Saturday, May 30, 2009


Islam and Christianity
oleh: Imakubex


1st and foremost, all praises be to Him who gave me the strength and will to complete both my books and a part of my studies for the coming exams, all the while keeping me busy with issues of both the Islamic world and the world without it.

The book that I have just finished is entitled: Muhammad, Biography of a Prophet by Karen Armstrong, and it is quite interesting to see the link of that particular book with what is happening to the Muslims ummah today, especially that of the small sect in Malaysia.. Anyways, I find Malaysia a funny and quite intriguing country; it has a large (more than half) Muslim majority, ruled by Muslim leaders with a Muslim parliamentary monarchy system, has a minority non-Muslim population and also has some of its roots embedded in Western colonialism and secularismwhen discussing matters regarding, say, secularism and imperialism, one cannot run from the fact that these ideas evolved in an era in which Muslims were dominant and in a socio-political scene that is of the total reverse from that of Muslims.

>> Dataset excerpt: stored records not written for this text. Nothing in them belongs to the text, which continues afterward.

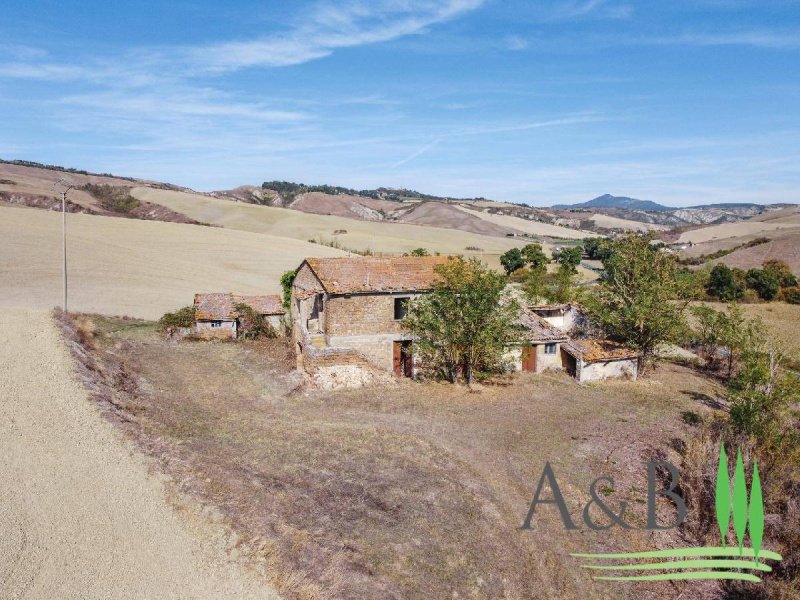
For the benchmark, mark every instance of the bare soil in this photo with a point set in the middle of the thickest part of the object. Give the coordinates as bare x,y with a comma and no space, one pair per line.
81,514
414,490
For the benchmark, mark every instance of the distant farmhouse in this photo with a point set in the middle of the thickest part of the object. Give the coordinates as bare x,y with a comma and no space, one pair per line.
346,318
216,316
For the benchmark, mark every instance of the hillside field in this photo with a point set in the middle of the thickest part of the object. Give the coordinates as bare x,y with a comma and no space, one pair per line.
136,268
361,235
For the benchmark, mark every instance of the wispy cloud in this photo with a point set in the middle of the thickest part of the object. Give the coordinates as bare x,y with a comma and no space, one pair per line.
416,153
760,39
328,27
515,42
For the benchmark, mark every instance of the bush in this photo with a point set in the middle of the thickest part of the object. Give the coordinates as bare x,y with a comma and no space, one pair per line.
764,282
183,317
791,295
286,285
114,199
251,324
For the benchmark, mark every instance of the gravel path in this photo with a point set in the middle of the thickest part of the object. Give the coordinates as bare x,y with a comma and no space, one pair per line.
80,517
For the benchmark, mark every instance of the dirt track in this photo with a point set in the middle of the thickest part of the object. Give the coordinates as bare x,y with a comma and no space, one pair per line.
80,517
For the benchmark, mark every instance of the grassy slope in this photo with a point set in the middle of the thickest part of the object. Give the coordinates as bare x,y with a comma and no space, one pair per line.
410,491
772,222
361,235
531,227
138,268
782,320
618,223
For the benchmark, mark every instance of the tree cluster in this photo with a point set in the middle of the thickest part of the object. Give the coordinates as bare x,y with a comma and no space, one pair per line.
464,324
772,281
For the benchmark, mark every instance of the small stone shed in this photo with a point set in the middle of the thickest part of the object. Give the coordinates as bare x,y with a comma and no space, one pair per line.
357,304
216,316
598,359
539,347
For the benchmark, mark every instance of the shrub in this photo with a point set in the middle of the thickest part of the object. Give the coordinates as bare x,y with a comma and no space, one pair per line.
791,295
183,317
251,324
286,285
112,198
722,284
764,282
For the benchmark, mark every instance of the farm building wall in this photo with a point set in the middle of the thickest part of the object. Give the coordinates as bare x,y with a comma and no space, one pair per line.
207,330
544,362
598,371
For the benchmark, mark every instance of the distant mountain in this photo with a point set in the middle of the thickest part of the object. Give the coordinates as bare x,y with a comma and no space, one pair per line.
609,201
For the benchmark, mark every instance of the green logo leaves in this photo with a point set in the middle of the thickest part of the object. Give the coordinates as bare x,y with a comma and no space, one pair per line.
746,516
722,562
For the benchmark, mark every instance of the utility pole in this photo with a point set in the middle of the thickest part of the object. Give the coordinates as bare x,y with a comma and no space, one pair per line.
63,186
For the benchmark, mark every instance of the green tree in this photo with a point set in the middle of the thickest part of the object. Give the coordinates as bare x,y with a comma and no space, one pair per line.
534,285
465,322
722,284
286,285
534,256
709,330
640,302
596,248
562,289
183,317
250,324
761,393
781,271
571,257
764,282
512,260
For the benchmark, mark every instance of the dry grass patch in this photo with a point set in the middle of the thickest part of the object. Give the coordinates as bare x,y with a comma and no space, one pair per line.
408,491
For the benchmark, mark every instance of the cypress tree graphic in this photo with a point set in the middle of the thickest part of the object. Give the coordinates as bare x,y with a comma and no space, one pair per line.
739,501
756,512
686,564
723,494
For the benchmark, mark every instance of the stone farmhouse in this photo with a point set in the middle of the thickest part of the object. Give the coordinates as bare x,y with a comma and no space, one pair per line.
216,316
346,318
595,360
346,315
584,354
539,347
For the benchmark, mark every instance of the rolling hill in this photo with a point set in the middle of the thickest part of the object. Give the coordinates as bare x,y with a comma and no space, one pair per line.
609,201
136,268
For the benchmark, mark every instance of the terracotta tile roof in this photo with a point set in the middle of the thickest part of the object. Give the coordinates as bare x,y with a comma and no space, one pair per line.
220,306
349,275
596,350
536,329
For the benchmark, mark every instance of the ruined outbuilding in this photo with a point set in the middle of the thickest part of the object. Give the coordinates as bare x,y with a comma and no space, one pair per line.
216,315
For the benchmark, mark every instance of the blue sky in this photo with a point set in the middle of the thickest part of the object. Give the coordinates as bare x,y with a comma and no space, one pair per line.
682,102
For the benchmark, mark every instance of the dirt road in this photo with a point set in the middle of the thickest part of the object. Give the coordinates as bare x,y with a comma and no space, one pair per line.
80,517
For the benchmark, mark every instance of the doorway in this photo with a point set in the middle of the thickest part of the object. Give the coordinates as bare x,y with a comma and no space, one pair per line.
529,358
403,359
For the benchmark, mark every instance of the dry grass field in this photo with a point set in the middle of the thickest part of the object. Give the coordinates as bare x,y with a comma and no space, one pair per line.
768,224
361,235
782,321
530,227
610,222
415,490
137,268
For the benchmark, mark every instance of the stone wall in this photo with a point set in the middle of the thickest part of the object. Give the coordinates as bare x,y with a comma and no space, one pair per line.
333,368
598,371
362,314
226,330
544,362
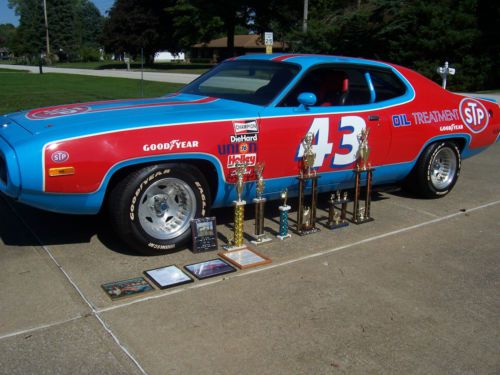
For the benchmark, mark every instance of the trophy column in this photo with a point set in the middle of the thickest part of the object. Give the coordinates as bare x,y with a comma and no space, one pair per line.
239,211
306,214
284,210
259,202
361,215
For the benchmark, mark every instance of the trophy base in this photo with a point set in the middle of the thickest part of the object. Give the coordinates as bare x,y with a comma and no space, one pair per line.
305,232
362,221
232,247
259,241
336,225
282,238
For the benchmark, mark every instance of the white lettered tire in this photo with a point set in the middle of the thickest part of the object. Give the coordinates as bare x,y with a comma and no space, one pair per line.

Yet it is interesting to note that most Muslims can’t seem to find the link between secularism, Christianity and Islam, and seem to think that anything from the West, or the 1st World, at least, is bad because it has non-Islamic ideals attached to it.

Before i start, i would like to say that if there are any errors or discrepancies in the things that I say here, especially historically, then I am more than happy to change it, if readers would be so kind as to point it out and why it is wrong.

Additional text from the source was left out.